Fix confirmed on Dirac (pgi) and on Summit (clang).I had hoped to retry Theta (PrgEnv-llvm) where I'd seen the problem before. However, the queues are too clogged for that.
- Log in to comment
Important observation: The invalid-free failures seen on masOS Sierra are for a tester built with
UPCXX_LPC_INBOX=locked
. We have issue 245 for persona-example hanging in that configuration.So, unless that case helps elucidate the other failures, it should not be considered "representative".
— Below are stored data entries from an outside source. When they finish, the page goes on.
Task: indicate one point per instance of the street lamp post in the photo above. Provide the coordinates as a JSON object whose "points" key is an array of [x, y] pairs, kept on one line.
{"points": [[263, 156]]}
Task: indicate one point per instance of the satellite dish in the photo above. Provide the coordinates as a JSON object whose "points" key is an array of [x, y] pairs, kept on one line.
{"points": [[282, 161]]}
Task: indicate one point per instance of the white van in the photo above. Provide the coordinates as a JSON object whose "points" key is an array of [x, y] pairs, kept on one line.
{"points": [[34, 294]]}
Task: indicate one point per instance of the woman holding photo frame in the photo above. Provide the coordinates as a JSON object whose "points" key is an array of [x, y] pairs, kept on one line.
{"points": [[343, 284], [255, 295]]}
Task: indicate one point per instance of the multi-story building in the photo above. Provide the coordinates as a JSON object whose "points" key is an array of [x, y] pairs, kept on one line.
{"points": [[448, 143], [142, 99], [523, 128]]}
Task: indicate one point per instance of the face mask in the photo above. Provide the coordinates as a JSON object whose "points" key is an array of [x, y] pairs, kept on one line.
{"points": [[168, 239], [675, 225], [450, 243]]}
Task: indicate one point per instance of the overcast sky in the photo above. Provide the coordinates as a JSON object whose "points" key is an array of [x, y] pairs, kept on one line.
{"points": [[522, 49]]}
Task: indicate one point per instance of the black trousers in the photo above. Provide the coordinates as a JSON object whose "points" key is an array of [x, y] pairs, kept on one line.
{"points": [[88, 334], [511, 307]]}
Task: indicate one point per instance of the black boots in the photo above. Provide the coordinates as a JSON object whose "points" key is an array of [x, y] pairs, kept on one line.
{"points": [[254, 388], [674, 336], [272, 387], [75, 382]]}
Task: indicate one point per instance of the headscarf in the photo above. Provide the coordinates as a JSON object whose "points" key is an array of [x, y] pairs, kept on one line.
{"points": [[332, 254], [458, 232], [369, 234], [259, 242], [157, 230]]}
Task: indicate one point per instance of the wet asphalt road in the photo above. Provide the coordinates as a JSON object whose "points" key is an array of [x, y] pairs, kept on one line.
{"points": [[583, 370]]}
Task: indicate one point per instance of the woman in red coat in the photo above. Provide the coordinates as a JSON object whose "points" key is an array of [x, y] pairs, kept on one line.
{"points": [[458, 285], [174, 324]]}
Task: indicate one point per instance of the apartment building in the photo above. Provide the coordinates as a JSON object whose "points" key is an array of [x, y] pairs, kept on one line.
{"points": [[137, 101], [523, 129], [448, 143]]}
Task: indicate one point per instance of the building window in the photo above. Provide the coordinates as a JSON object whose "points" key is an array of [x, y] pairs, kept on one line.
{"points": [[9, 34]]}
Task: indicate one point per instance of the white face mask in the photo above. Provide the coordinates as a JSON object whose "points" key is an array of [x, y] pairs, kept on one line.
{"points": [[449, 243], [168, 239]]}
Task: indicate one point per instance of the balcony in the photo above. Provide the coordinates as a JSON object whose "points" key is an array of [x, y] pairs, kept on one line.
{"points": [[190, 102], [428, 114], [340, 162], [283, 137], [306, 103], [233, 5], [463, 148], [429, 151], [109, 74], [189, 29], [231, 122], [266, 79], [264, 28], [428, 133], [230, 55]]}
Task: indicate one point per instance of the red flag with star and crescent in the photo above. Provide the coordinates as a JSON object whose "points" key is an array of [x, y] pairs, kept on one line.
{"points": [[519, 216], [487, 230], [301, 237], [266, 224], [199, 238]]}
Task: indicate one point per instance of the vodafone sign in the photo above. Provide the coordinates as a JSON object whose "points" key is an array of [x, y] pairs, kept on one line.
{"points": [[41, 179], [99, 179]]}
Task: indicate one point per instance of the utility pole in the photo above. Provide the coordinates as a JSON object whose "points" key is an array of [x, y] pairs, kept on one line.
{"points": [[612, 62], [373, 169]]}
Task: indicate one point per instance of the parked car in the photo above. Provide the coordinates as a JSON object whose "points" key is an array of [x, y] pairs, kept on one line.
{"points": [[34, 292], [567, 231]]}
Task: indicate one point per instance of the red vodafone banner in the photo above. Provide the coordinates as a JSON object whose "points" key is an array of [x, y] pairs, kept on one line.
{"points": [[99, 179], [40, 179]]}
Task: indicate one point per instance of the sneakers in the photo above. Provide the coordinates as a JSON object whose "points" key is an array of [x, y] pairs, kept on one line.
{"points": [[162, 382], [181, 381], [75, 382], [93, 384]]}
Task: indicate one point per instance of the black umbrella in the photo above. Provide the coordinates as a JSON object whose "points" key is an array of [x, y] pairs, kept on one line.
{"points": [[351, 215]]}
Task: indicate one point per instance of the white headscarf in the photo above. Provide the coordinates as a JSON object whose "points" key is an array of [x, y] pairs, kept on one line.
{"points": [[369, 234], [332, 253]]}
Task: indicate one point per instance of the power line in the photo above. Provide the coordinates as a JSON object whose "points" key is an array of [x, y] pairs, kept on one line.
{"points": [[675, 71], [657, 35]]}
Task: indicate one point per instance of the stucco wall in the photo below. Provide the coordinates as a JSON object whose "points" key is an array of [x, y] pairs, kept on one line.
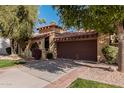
{"points": [[4, 43], [103, 40]]}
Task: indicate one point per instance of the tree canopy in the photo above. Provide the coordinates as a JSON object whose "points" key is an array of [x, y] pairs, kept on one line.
{"points": [[17, 22]]}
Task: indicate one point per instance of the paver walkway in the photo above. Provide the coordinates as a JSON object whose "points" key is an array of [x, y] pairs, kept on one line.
{"points": [[97, 72], [58, 74], [35, 74]]}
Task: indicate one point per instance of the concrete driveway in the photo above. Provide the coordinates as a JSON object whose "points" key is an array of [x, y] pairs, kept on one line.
{"points": [[35, 74]]}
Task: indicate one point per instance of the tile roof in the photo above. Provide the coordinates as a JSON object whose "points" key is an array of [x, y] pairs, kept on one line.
{"points": [[72, 36]]}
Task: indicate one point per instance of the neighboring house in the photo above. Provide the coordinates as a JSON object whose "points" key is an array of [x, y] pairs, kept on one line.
{"points": [[4, 43], [80, 45]]}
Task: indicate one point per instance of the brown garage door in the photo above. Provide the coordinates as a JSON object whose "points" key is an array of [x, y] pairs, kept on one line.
{"points": [[85, 50]]}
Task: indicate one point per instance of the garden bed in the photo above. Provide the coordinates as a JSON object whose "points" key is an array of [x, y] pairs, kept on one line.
{"points": [[8, 63], [83, 83]]}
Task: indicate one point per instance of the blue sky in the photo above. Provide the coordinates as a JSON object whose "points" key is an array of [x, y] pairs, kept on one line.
{"points": [[49, 14]]}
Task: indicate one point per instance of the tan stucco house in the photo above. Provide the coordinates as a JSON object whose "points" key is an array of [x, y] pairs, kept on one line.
{"points": [[80, 45]]}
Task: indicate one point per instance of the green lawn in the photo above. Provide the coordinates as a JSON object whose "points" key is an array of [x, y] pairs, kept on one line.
{"points": [[82, 83], [7, 63]]}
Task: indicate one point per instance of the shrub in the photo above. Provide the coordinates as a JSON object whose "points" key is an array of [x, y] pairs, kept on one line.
{"points": [[8, 50], [49, 55], [110, 53]]}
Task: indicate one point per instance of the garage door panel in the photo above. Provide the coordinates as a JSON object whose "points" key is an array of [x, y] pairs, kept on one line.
{"points": [[86, 50]]}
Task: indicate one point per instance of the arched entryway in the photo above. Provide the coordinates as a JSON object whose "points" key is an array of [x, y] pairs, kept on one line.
{"points": [[36, 52]]}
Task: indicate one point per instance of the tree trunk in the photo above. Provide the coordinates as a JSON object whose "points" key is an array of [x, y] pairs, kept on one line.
{"points": [[12, 45], [120, 29]]}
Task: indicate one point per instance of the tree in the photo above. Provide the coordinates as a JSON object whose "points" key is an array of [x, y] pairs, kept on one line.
{"points": [[16, 23], [103, 19]]}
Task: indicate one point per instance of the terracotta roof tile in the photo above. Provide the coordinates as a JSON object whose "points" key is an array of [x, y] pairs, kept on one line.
{"points": [[74, 34]]}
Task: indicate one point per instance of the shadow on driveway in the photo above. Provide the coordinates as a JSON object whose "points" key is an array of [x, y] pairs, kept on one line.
{"points": [[52, 66]]}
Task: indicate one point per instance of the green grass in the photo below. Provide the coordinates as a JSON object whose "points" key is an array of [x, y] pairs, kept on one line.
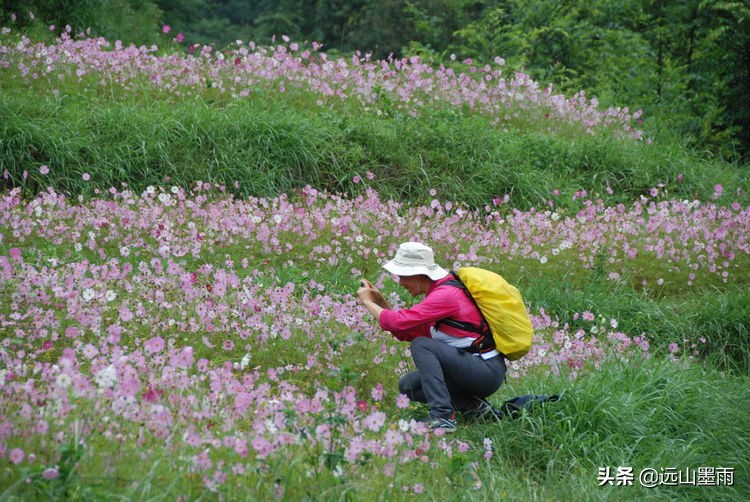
{"points": [[273, 144]]}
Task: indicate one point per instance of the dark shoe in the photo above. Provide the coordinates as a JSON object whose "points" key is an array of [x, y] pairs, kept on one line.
{"points": [[443, 424], [484, 412]]}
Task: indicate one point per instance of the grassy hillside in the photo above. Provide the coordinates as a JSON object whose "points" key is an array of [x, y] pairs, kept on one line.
{"points": [[181, 235], [267, 121]]}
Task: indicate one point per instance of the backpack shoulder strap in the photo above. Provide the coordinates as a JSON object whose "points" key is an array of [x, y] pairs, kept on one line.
{"points": [[485, 342]]}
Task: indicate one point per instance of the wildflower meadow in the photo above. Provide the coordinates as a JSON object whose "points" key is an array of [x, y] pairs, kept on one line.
{"points": [[186, 340]]}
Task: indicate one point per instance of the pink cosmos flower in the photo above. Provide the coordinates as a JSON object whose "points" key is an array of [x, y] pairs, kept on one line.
{"points": [[50, 473], [154, 345], [402, 401]]}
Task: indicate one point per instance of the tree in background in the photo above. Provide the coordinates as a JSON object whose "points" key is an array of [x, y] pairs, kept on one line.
{"points": [[685, 63]]}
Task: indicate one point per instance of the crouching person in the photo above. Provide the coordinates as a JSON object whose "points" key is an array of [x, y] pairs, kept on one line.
{"points": [[442, 327]]}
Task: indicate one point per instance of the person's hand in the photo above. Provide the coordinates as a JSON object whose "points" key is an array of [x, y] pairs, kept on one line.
{"points": [[368, 292]]}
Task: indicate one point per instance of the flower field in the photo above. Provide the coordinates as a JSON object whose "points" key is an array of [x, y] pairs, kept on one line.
{"points": [[223, 335], [405, 85], [178, 341]]}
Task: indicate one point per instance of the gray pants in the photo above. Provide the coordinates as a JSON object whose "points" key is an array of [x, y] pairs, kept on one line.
{"points": [[448, 378]]}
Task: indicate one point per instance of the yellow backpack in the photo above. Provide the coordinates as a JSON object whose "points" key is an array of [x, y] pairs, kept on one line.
{"points": [[503, 310]]}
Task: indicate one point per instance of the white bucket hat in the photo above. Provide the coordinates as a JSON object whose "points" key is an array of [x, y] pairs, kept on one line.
{"points": [[414, 258]]}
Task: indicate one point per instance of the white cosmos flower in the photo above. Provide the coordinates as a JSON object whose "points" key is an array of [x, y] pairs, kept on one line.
{"points": [[106, 377], [63, 381]]}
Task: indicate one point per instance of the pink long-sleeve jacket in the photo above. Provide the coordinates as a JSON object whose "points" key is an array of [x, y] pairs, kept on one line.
{"points": [[439, 303]]}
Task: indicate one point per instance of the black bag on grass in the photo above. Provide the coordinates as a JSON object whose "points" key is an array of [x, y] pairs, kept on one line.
{"points": [[512, 407]]}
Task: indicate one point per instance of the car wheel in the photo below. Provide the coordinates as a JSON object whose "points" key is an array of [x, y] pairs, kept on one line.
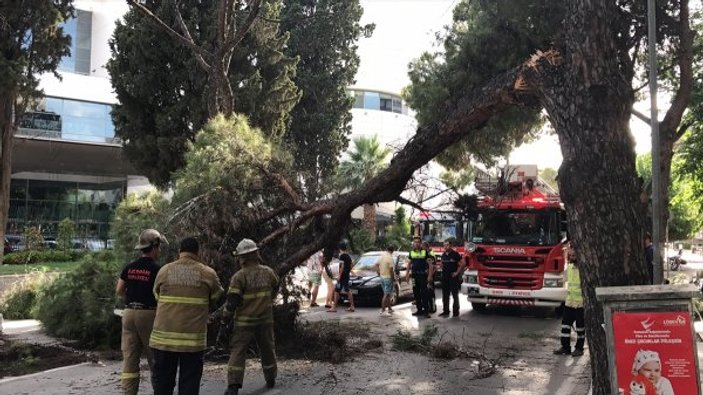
{"points": [[394, 296]]}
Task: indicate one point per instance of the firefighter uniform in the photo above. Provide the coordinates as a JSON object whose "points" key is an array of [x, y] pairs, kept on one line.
{"points": [[185, 289], [137, 319], [419, 268], [573, 312], [254, 285]]}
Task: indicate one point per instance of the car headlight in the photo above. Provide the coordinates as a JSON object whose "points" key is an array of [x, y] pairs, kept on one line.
{"points": [[374, 282], [553, 283], [471, 279]]}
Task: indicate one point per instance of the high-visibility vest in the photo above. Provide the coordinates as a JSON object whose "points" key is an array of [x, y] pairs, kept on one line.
{"points": [[418, 262], [574, 296]]}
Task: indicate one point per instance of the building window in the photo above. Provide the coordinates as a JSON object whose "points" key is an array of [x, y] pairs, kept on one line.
{"points": [[386, 102], [80, 30], [397, 105], [358, 99], [45, 203], [372, 101]]}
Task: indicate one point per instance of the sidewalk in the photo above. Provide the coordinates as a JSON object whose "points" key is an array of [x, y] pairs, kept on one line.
{"points": [[531, 370]]}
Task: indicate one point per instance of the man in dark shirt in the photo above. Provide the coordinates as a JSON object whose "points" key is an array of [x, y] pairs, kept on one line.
{"points": [[422, 274], [452, 267], [136, 284], [343, 279]]}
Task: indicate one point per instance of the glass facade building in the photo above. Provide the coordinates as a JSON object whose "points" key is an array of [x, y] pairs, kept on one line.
{"points": [[45, 203], [380, 101]]}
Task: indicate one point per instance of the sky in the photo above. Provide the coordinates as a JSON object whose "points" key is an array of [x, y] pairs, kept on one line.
{"points": [[405, 29]]}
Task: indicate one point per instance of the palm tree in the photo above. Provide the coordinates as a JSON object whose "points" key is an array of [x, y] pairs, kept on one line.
{"points": [[366, 159]]}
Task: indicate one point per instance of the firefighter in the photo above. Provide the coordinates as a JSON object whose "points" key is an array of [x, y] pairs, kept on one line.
{"points": [[250, 300], [136, 283], [573, 310], [422, 273], [185, 289]]}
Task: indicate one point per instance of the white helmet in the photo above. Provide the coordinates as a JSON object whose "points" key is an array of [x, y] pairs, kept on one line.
{"points": [[245, 246]]}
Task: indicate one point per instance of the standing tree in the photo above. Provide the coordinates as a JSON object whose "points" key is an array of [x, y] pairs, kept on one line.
{"points": [[32, 42], [320, 122], [216, 51], [365, 161]]}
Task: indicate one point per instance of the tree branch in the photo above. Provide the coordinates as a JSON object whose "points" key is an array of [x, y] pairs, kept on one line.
{"points": [[685, 63], [641, 116], [201, 55]]}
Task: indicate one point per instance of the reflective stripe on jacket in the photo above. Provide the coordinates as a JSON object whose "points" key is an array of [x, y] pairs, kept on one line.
{"points": [[184, 289], [255, 283], [418, 262], [574, 296]]}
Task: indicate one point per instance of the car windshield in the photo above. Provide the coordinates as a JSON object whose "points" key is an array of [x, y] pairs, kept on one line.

I am seeking a system where @john bachan can reproduce, and unfortunately that was the only tester with a failure that I believe he has access to.
UPDATE: since I typed the above, the EX-dirac-ibv-pgi tester has shown the error. Dan has added the backtrace from that run to this issue.